Si stima che il disturbo colpisca il 10% della popolazione a livello mondiale e che sia uno dei più conosciuti tra dentisti, medici e operatori sanitari. Nota anche come aichmofobia o tripanofobia, la belonefobia è la paura abnorme e morbosa nei confronti di aghi, spilli, siringhe e in generale di tutti gli oggetti taglienti e acuminati. Chi ne soffre prova un forte senso di disagio in determinate situazioni, ad esempio prima di sottoporsi ad un'analisi del sangue, ad una visita dentistica o addirittura solo osservando qualcuno che in cucina manipola un coltello. Alcuni soggetti non tollerano nemmeno l'odore dell'antisettico associato ai reparti ospedalieri o ai camici bianchi.

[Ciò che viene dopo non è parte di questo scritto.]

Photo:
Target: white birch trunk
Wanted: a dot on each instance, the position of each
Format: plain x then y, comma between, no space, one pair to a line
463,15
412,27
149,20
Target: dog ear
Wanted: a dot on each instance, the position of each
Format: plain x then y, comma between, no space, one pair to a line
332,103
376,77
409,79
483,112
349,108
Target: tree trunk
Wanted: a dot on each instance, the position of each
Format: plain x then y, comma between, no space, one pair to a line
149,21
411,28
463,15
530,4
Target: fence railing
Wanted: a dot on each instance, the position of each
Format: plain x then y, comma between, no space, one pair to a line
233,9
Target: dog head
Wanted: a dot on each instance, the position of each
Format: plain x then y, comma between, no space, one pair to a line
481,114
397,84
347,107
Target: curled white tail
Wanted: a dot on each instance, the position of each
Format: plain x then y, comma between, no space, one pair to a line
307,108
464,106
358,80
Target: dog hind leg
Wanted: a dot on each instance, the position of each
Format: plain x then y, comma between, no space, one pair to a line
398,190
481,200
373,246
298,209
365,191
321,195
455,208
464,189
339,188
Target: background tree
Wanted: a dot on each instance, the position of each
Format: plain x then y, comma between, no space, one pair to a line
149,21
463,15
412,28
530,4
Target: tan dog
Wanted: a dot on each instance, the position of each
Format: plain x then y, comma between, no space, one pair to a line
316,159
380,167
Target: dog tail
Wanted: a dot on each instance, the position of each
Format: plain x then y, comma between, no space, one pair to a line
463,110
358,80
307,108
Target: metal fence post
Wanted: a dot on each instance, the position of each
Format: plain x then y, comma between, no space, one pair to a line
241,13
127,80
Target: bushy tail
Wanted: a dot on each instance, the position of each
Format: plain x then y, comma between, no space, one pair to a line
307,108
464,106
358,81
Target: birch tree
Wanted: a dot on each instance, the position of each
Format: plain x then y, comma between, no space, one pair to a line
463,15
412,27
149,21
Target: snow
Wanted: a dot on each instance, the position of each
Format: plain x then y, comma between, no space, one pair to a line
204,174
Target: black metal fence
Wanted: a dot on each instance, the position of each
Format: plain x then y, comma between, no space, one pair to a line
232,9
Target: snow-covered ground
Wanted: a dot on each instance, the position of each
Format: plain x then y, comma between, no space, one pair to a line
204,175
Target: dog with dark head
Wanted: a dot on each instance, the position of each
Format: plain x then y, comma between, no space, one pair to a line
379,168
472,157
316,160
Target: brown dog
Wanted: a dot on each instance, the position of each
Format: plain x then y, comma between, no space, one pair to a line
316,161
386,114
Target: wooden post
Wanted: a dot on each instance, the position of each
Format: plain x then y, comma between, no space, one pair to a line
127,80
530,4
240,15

Il belonefobico non riesce a controllare la propria angoscia e quest'ultima, molto spesso, sfocia in veri e propri attacchi di panico con sintomi somatici quali tachicardia, sudorazione fredda, nausea e mancanca di respiro.
Non sono ancora note le cause che scatenano la belonefobia, a tal riguardo sono, tuttavia, state formulate delle teorie. Secondo quella associativa, ad esempio, la malattia è l'esito di esperienze traumatiche vissute o riferite da altre persone. Il paziente potrebbe aver assistito, durante l'infanzia, ai gesti di rifiuto teatrali di un membro della famiglia o di un amico durante una puntura o, ancora, essere stato il protagonista di una procedura medica particolarmente dolorosa. La teoria evolutiva, invece, fa leva su una possibile base biologica ereditaria. I modelli visivi che innescano la sintomatologia della fobia sono simili a quelli evocati da ferite da armi da fuoco e corpi contundenti. Diversamente la teoria della repressione focalizza l'attenzione su un'educazione opprimente e su una cattiva gestione delle procedure che implicano l'uso di aghi e iniezioni, con costrizione fisica o emotiva forzata. Infine il disturbo può essere associato all'iperalgesia, ovvero un'ipersensibilità al dolore.
I sintomi fisici della belonefobia sono l'esito di una risposta anomala a livello emotivo. In pratica il corpo si prepara a rispondere alla minaccia rappresentata dallo stimolo fobico mettendo in atto una reazione fisiologica nota come "attacco e fuga". Ecco, dunque, che il soggetto manifesta: palpitazioni, brividi, formicolio e prurito, vertigini, senso di svenimento, bocca secca, dispnea. Ancora tremori, nausea, vomito, illusioni ottiche, pianto e confusione. Nei casi gravi i segni clinici vengono attivati solo pensando alle immagini che scatenano l'angoscia.
Talvolta la patologia è correlata ad altre fobie specifiche, come quella per il sangue (emofobia), per i medici (iatrofobia) e per il dolore (algofobia). La cura si basa sulla desensibilizzazione in combinazione con tecniche cognitive e comportamentali e sull'impiego di alcuni farmaci (ansiolitici e antidepressivi).